At least it had been irreparable since the beginning of golf time. It is the moral backbone of the sport. Two years ago, however, the Lords of Golf introduced a little-known escape clause to the rule allowing tournament directors to waive disqualification in “exceptional circumstances.”
“Exceptional” meaning whenever golf’s biggest star and money maker is about to be tossed and TV ratings are on the line, I suppose.
I’ll give the tournament directors, members of the venerated Augusta National Golf Club, a pass on this one. The club doesn’t need the money and it will be around long after Tiger – and CBS, the broadcaster of the tournament – are gone. They were the ones who invoked the double-secret rules exception and offered it to Tiger. But I have to think, when they put on their green jackets and called him into the office before Saturday’s round, they expected him to decline their offer and withdraw. As probably most of the great golfers of history would have done. Golf is that sort of thing.
Tiger demurred.
A blog about arcane practices and moral codes among a bunch of “One Percenters” might seem to have little connection with the modern workplace, but think about times you are faced with a decision that may or may not hurt you, but involves a matter of right and wrong. A star salesman turns in a receipt for a small amount that will pass with accounting but you can tell is fake – do you blow the whistle and start a firestorm; maybe lose a client? You mistakenly get singled out in a big meeting for a memo that you didn’t write but no one will find out – do you say something? Do you lie to protect a good friend, if nobody gets hurt? Believe in no harm, no foul? The slope gets slippery.
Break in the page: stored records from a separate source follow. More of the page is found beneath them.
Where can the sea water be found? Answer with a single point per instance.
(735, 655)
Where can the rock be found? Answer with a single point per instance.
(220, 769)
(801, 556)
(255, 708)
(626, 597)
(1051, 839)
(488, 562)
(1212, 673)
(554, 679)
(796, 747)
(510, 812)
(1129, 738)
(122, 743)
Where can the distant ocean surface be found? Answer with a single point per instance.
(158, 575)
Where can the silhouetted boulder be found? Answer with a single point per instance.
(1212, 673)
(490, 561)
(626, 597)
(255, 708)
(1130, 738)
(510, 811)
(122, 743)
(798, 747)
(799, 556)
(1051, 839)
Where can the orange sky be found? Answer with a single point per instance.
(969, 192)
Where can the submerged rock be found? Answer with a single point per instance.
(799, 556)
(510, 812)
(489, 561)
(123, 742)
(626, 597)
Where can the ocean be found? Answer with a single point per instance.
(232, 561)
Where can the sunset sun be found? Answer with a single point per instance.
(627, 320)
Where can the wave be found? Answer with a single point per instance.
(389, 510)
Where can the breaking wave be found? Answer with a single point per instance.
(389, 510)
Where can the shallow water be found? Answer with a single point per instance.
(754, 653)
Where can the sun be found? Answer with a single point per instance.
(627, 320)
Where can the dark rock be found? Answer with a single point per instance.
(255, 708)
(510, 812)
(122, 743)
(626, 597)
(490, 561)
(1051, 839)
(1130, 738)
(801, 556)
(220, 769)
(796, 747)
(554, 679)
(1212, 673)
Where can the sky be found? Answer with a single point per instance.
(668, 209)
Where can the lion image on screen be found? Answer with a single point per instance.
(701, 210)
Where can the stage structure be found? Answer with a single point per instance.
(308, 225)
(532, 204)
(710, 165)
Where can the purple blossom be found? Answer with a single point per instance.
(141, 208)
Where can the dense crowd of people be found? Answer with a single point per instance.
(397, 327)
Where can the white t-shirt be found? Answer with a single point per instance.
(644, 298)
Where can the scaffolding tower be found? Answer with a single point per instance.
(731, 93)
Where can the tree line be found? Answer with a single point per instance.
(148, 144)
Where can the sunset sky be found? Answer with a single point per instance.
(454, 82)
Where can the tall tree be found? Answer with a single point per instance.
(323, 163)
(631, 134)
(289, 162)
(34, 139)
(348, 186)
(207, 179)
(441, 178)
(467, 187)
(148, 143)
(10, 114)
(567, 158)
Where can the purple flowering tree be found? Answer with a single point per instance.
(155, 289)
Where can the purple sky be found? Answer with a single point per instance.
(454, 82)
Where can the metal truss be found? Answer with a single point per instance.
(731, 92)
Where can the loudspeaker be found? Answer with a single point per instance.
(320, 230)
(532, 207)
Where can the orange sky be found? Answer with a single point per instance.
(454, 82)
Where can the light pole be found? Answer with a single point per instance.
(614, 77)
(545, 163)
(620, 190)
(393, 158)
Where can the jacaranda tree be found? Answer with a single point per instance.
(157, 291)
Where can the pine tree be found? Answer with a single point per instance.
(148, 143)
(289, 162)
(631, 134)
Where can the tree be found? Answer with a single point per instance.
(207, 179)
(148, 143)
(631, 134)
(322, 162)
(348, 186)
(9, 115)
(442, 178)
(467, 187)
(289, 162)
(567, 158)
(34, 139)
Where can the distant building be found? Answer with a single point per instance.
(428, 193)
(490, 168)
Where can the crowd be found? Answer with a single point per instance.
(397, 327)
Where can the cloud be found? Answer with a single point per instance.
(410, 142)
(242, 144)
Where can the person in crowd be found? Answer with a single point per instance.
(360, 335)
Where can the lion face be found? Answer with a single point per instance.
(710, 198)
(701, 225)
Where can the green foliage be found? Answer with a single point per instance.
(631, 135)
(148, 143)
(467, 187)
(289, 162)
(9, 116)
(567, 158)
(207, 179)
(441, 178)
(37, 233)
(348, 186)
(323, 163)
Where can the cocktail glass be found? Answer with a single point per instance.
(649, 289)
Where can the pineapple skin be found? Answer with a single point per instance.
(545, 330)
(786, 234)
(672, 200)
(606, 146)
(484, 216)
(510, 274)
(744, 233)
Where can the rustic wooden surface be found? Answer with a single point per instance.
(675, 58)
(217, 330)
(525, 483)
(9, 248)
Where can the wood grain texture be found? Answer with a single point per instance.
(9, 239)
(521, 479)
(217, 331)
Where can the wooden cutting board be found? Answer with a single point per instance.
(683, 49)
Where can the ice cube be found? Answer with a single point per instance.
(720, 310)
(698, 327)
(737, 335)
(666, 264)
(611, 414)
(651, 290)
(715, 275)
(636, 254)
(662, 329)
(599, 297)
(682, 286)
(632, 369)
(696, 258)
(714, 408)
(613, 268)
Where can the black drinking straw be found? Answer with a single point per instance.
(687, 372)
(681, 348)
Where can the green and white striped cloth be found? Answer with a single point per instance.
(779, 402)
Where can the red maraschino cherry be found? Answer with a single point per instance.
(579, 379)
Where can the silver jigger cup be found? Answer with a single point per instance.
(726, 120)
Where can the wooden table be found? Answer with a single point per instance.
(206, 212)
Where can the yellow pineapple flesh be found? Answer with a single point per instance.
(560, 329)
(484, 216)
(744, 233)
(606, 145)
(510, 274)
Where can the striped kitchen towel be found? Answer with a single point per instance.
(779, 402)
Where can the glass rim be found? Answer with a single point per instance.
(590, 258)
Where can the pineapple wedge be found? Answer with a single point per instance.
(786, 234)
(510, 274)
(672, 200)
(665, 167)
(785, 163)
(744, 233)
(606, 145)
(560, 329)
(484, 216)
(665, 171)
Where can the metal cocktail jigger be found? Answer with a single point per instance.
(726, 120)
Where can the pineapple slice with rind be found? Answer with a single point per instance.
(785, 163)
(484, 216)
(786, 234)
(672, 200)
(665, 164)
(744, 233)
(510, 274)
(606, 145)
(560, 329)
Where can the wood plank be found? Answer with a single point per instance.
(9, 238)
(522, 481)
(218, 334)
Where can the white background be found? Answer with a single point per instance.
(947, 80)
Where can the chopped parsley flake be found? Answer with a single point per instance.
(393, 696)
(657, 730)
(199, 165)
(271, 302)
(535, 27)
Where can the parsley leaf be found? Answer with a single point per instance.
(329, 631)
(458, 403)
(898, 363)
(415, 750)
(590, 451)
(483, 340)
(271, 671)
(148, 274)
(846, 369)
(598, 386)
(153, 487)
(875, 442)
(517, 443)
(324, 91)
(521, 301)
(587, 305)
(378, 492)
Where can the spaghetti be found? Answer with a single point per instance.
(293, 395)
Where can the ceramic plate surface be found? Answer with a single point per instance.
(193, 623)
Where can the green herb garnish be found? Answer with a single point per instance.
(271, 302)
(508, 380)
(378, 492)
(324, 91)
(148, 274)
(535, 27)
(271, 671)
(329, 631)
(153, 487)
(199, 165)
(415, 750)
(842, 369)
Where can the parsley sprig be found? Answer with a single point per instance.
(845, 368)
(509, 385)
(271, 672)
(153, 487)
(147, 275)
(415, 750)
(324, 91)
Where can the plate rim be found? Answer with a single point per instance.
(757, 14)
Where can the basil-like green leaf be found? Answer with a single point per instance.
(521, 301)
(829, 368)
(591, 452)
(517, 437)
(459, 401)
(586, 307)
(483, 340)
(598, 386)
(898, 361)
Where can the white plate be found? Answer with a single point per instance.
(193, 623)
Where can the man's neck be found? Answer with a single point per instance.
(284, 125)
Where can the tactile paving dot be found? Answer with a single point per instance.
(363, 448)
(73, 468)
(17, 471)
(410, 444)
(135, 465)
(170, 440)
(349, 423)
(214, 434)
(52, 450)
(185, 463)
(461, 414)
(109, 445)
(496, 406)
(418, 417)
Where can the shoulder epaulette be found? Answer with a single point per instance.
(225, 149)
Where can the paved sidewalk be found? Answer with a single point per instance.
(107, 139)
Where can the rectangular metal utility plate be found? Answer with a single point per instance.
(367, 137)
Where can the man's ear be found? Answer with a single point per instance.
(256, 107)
Take comfort that these are not easy questions; they would cause much disagreement among moral philosophers. Some argue there is a right and wrong thing to do in most situations and a virtuous person should choose accordingly, without regard to the consequences. Others view decision-making quite practically – if more people benefit from an action than don’t, or if an action doesn’t hurt anybody, go for it. Thomas McGovern, a professor who taught ethical philosophy for years at the University of Virginia and a serious golfer, strongly disagreed with me when I expressed to him my opinion about Tiger: “to argue that Tiger should have self-declared himself DQ — for whatever justification — is fraught with contradictions … I could argue this point from Kant’s categorical imperative perspective, or from a utilitarian ‘greatest good for the greatest number of people’ perspective, or perhaps even from Rawls’ ‘veil of ignorance.’”
OK, got me there – I was planning to rely upon the philosophical musings of Arnold Palmer and Byron Nelson.
Maybe I labor under a “veil of ignorance,” but I stand by my opinion. Tiger should have withdrawn, as they would have done. The ethics and moral code of golf required it, regardless of the fact that millions of people wanted to see Tiger play on the weekend.
Do the right thing. There is a reason they call it that.